史如意沉默片刻,慢慢敛起笑脸,忍不住关心一句,“这位郎君……品性如何?”
江心月抬眸看史如意一眼,便知她误会了,笑着摇摇头,道:“孟家世代耕读,家风一贯严谨……非妻无所出,不得纳妾。若非如此,父亲也不会替我应允这门亲事。”
她年幼失母,父亲虽不善言语,素日对自己也是极为宠爱,亲事当是力所能及内为她挑最好的。
但也仅此而已了。
那位罪臣之子,虽素有文曲星之名,官场中人都是现实的,谁会愿意将膝下女儿押注过去,赌一个可能被牵连的将来?也正是因为如此,江心月安安静静,提都没有对家人提过一句。
她比谁都知晓那不可能。
史如意轻呼一口气,由衷为江心月高兴起来,祝愿道:“郎君如人中龙,三娘是女中凤,未来……定会幸福美满。”
江心月朝她端庄一笑,干脆地举杯,一饮而尽,“承你吉言。”
雪下得越发大了,那婢女用完膳,在桌上留一枚小银锭。
史如意将人送到门口,笑眯眯地目送江心月上马车,“雪天路滑,三娘记得慢些走……下回再来,我再想些新菜式款待。”
江心月将帘子掀开,朝史如意微微致意,“我走了。”
马车驶出一段路,那婢女一边忙碌沏茶,一边不解地问,“这酒楼吃食这么对小姐胃口麽?”绕了大半个京城特意过来,还让那掌柜小娘子直接以“三娘”相称……往日里,这都是和小姐交好的贵女才有的待遇。
江心月轻阖上眼睛,往马车壁上一靠,有些飘忽地笑了笑,“味道确实不错,不是麽?”
也许她只是不甘心,心底想看看另一种可能罢了。
自然,她们二人身份地位天差地别,史如意当年是个厨房烧火丫头,如今赎身出府,也不过做了个酒楼掌柜,奔波于市井巷陌――但她此刻却是如此地羡慕史如意。
再看这世间,自由和不自由,又有谁说得清呢?
第116章 三套鸭
酒楼后厨,史如意在指导香菱做今儿年夜饭要吃的“三套鸭”。
自上回史如意做那道羊方藏鱼,众人算是大开眼界,识得了这“肚里乾坤”的美妙滋味,都吵嚷着要再尝一回。
史如意大手一挥,笑着应承下来,“好歹是年夜饭,总要尝点旧岁没尝过的新花样……不如做一道鸭子羹,也是一层裹一层的,味儿比那羊方藏鱼还胜一筹。”

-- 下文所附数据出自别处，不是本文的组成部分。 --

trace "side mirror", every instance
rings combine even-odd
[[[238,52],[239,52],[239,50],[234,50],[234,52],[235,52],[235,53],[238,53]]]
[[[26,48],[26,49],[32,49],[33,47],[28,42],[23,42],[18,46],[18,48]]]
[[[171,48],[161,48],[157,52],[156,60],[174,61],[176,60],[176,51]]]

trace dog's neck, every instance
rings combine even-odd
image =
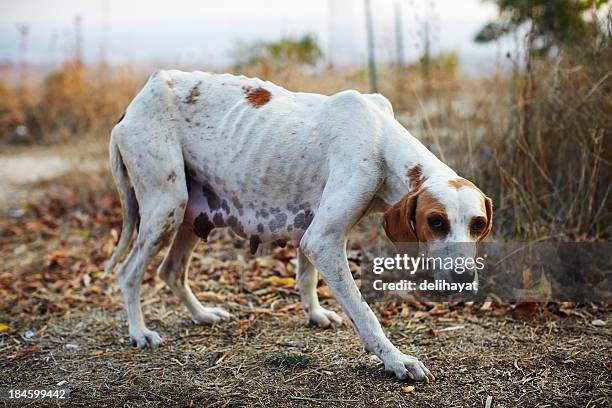
[[[398,202],[427,179],[458,177],[397,121],[389,121],[384,127],[385,181],[378,196],[387,205]]]

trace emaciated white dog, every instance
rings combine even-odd
[[[289,239],[298,248],[297,287],[310,322],[341,323],[320,306],[317,270],[366,350],[400,379],[430,381],[418,359],[385,336],[349,272],[346,240],[365,215],[385,212],[393,242],[429,253],[477,242],[491,229],[492,204],[438,160],[394,118],[381,95],[290,92],[270,82],[203,72],[158,71],[129,105],[110,140],[112,173],[124,214],[107,271],[131,252],[118,277],[130,336],[157,347],[147,329],[140,286],[147,265],[170,244],[158,273],[196,323],[230,315],[193,295],[191,252],[213,228],[250,241]],[[140,221],[139,221],[140,219]]]

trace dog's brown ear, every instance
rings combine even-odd
[[[419,240],[414,225],[419,192],[406,194],[383,214],[385,234],[394,244]]]
[[[491,200],[487,196],[484,197],[484,200],[485,200],[485,211],[487,213],[487,226],[482,231],[482,234],[480,234],[480,237],[478,237],[478,240],[476,241],[477,243],[485,239],[485,237],[489,234],[489,232],[491,231],[491,228],[493,227],[493,200]]]

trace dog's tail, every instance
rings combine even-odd
[[[132,241],[132,235],[134,234],[134,227],[139,222],[138,220],[138,201],[136,201],[136,194],[134,189],[130,186],[130,177],[123,163],[119,146],[115,142],[111,135],[109,144],[110,153],[110,164],[111,173],[117,191],[119,192],[119,200],[121,201],[121,212],[123,215],[123,226],[121,228],[121,237],[119,243],[113,252],[110,260],[106,263],[104,268],[104,276],[108,275],[114,269],[115,265],[125,255],[129,248],[130,242]]]

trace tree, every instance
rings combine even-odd
[[[535,50],[545,53],[554,45],[575,43],[596,28],[585,19],[608,0],[486,0],[497,3],[500,16],[480,29],[476,42],[495,41],[531,23]]]
[[[284,38],[275,43],[265,44],[270,57],[275,60],[293,61],[299,64],[314,65],[321,58],[321,49],[311,35],[294,40]]]
[[[243,67],[262,61],[316,65],[322,52],[311,35],[301,38],[283,38],[275,42],[238,44],[235,50],[236,65]]]

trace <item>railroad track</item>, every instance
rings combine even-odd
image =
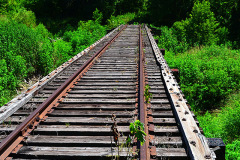
[[[5,119],[0,158],[214,159],[181,96],[148,28],[121,26]],[[127,147],[137,119],[146,142]]]

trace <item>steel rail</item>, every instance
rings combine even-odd
[[[107,47],[120,35],[120,33],[125,29],[127,25],[122,27],[122,29],[110,40],[108,41],[98,52],[96,52],[87,62],[84,63],[69,79],[67,79],[49,98],[47,98],[38,108],[31,113],[14,131],[11,132],[0,144],[0,159],[5,159],[9,154],[19,145],[19,143],[24,139],[24,136],[29,134],[43,118],[41,113],[47,112],[46,109],[51,109],[54,105],[53,103],[58,102],[58,98],[62,95],[62,92],[72,84],[72,81],[78,79],[79,74],[81,74],[90,63],[93,63],[95,58],[102,52],[104,52]],[[72,84],[74,85],[74,84]],[[49,106],[51,107],[49,108]],[[29,132],[30,131],[30,132]]]
[[[144,55],[143,55],[143,40],[142,40],[142,29],[139,25],[139,119],[144,124],[144,132],[147,133],[147,120],[146,120],[146,105],[144,100],[144,88],[145,88],[145,76],[144,76]],[[147,136],[146,136],[147,137]],[[147,138],[146,138],[147,139]],[[148,141],[146,140],[143,145],[140,145],[140,159],[147,160],[148,154]]]

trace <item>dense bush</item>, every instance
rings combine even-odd
[[[181,88],[195,110],[208,110],[240,87],[240,53],[225,46],[194,48],[165,56],[171,68],[180,70]]]
[[[15,68],[14,59],[20,55],[26,61],[26,72],[34,73],[38,51],[36,37],[36,33],[24,24],[0,23],[0,56],[6,60],[9,69]]]
[[[8,14],[11,11],[16,11],[23,7],[24,0],[0,0],[0,13]]]
[[[1,95],[15,91],[18,84],[28,76],[37,73],[46,74],[53,68],[53,66],[49,66],[51,63],[44,57],[46,54],[45,51],[49,50],[49,47],[45,50],[41,47],[49,43],[50,40],[43,38],[41,33],[27,27],[25,24],[20,24],[12,20],[8,20],[7,22],[1,21]],[[6,103],[6,97],[1,96],[1,105]]]
[[[121,24],[127,24],[136,17],[135,13],[126,13],[124,15],[111,16],[107,20],[107,26],[109,29],[116,28]]]
[[[28,11],[25,8],[20,8],[17,11],[13,11],[10,14],[12,20],[26,24],[27,26],[36,26],[36,17],[32,11]]]
[[[210,3],[203,0],[194,3],[190,17],[182,22],[186,30],[186,39],[190,45],[208,45],[217,42],[218,23],[210,10]],[[178,30],[177,25],[173,25]],[[178,32],[178,31],[177,31]],[[180,32],[182,30],[180,29]]]
[[[5,59],[0,60],[0,104],[3,105],[9,100],[11,90],[17,86],[17,79],[13,73],[8,71]]]
[[[168,28],[167,26],[163,27],[154,27],[153,28],[161,30],[161,36],[156,36],[155,38],[159,40],[160,48],[165,48],[172,53],[183,53],[187,51],[189,48],[188,43],[186,42],[186,38],[182,36],[180,40],[178,40],[178,36],[175,34],[173,28]]]
[[[14,1],[15,2],[15,1]],[[33,75],[46,75],[106,34],[102,14],[80,21],[64,39],[54,37],[44,25],[35,25],[32,12],[19,8],[0,18],[0,105],[6,103],[19,83]],[[34,27],[34,28],[33,28]]]
[[[219,137],[227,144],[226,159],[237,160],[240,94],[233,93],[240,87],[240,54],[226,47],[232,46],[227,41],[228,29],[219,26],[205,0],[195,2],[189,18],[158,29],[159,47],[167,50],[170,67],[180,70],[181,89],[192,108],[205,112],[225,104],[219,114],[206,112],[198,120],[206,137]]]
[[[12,20],[1,21],[0,105],[25,78],[45,75],[72,55],[71,43],[54,40],[42,24],[30,28]]]
[[[97,21],[80,21],[77,30],[64,33],[63,40],[72,44],[72,49],[75,54],[87,48],[106,34],[106,27],[99,24],[98,20],[99,19],[97,19]]]
[[[207,137],[220,137],[226,143],[240,138],[240,92],[228,96],[219,114],[198,115]]]
[[[226,159],[240,157],[240,92],[231,94],[219,114],[198,115],[204,134],[210,138],[222,138],[226,143]]]
[[[53,43],[53,46],[54,51],[52,53],[52,56],[54,68],[60,66],[62,63],[66,62],[73,56],[71,43],[59,39]]]
[[[226,160],[239,160],[240,141],[236,140],[226,146]]]
[[[210,3],[205,0],[194,3],[189,18],[175,22],[171,28],[160,27],[160,30],[161,35],[157,37],[160,48],[175,54],[193,46],[227,43],[227,28],[219,27]]]
[[[27,26],[36,26],[35,14],[24,8],[26,0],[0,0],[0,15]]]

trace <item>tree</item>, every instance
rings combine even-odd
[[[178,40],[186,38],[191,45],[208,45],[218,41],[219,23],[210,10],[208,1],[196,1],[189,18],[175,22],[173,28]]]

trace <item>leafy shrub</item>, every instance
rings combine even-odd
[[[171,68],[179,68],[181,88],[195,110],[218,106],[240,87],[240,54],[225,46],[194,48],[173,57],[165,56]]]
[[[175,22],[171,28],[160,29],[159,46],[175,54],[193,46],[228,43],[228,29],[219,27],[210,3],[205,0],[194,3],[189,18]]]
[[[11,90],[17,86],[17,79],[12,72],[8,71],[5,59],[0,60],[0,105],[9,100]]]
[[[26,69],[28,74],[33,74],[36,66],[36,55],[38,43],[36,33],[24,24],[16,22],[0,24],[0,53],[8,65],[12,63],[17,55],[26,60]],[[14,67],[14,66],[13,66]]]
[[[54,49],[53,44],[47,38],[43,38],[41,35],[39,39],[39,52],[37,55],[37,73],[36,74],[48,74],[54,69],[53,61],[58,57],[52,55]]]
[[[8,19],[18,23],[35,27],[35,14],[24,7],[26,3],[26,0],[0,0],[0,15],[7,16]]]
[[[239,160],[240,158],[240,141],[236,140],[233,143],[226,145],[226,160]]]
[[[43,25],[35,29],[9,20],[0,23],[0,105],[14,94],[18,84],[34,74],[47,74],[66,61],[71,45],[50,40]],[[53,54],[54,53],[54,54]]]
[[[93,19],[97,23],[101,23],[103,19],[103,14],[96,8],[96,10],[93,12]]]
[[[1,0],[0,13],[8,14],[23,7],[23,0]]]
[[[106,34],[106,27],[93,20],[87,22],[80,21],[78,25],[79,27],[76,31],[67,31],[63,36],[64,41],[71,42],[75,54],[81,52]]]
[[[204,135],[206,137],[209,138],[222,137],[224,119],[220,118],[219,116],[214,116],[214,114],[210,114],[209,112],[206,112],[204,115],[197,116],[197,119],[200,123],[200,127],[203,128]]]
[[[34,32],[36,33],[36,41],[38,42],[36,71],[37,74],[46,75],[54,69],[53,61],[58,58],[52,55],[54,51],[52,34],[48,32],[43,24],[35,27]]]
[[[0,60],[0,86],[6,89],[14,89],[16,83],[14,83],[14,76],[12,72],[8,71],[7,63],[4,59]]]
[[[160,27],[161,36],[157,37],[159,40],[159,47],[165,48],[174,54],[185,52],[188,49],[186,39],[178,40],[173,28],[167,26]]]
[[[228,46],[232,46],[232,44],[229,44],[230,41],[228,40],[228,29],[226,27],[219,27],[216,29],[216,34],[218,37],[218,43],[217,44],[226,44]]]
[[[49,38],[52,37],[52,34],[46,29],[46,27],[43,24],[37,25],[35,28],[35,31],[38,35],[41,35],[43,38]],[[41,37],[40,37],[41,38]]]
[[[54,68],[60,66],[62,63],[69,60],[72,56],[72,46],[70,42],[65,42],[62,39],[53,43],[54,51],[52,56],[54,57]]]
[[[14,5],[9,6],[11,3]],[[106,27],[100,25],[102,14],[96,9],[94,21],[80,21],[76,31],[64,34],[67,41],[54,38],[44,25],[36,26],[33,12],[23,8],[24,3],[4,1],[0,6],[6,11],[0,17],[0,105],[15,94],[25,78],[46,75],[106,34]]]
[[[25,78],[27,76],[26,60],[21,55],[14,56],[12,60],[10,69],[12,73],[20,79]]]
[[[240,139],[240,101],[235,100],[232,105],[224,110],[226,113],[223,135],[230,142]]]
[[[136,17],[135,13],[126,13],[124,15],[111,16],[107,20],[108,29],[116,28],[121,24],[127,24]]]
[[[191,45],[208,45],[217,41],[215,35],[219,25],[214,13],[210,10],[210,2],[203,0],[196,1],[192,8],[190,17],[184,22],[187,40]]]
[[[198,115],[198,121],[206,137],[222,138],[226,144],[226,159],[240,157],[240,92],[230,94],[218,114]]]
[[[11,13],[12,20],[26,24],[27,26],[36,26],[36,17],[32,11],[27,11],[25,8],[20,8],[15,12]]]

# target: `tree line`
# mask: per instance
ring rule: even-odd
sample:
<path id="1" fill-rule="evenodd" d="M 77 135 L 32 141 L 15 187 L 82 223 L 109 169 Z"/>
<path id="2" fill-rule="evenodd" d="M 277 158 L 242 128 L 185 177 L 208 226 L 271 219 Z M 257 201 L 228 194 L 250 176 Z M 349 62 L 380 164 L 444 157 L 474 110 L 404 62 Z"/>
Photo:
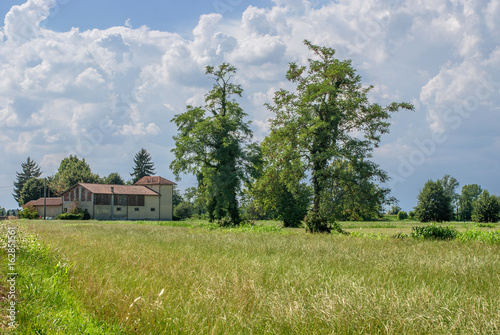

京城中爱鸽养鸽的人多,几乎可以说是“处处人家畜之”。
史如意没见过传说中军队用作“飞鸽传书”的信鸽,倒是在长公主府里见过几只体态娇美的观赏鸽,悬金铃于尾,飞而扬空,清脆之声铿如云间之。
这是属于富贵人家的闲情逸致。
史如意看得十分羡慕,回酒楼也叫翠丫去买了几只小肉鸽,时不时投喂些绿豆、粟谷,在屋檐底下养得肥肥胖胖,胸脯那块肉饱满肥厚,经常看得香菱口水都忍不住淌下来。
从前香菱不晓得鸽肉的美味,嫌弃那腿和翅膀太小,咬两口就没了,还不够自家塞牙缝。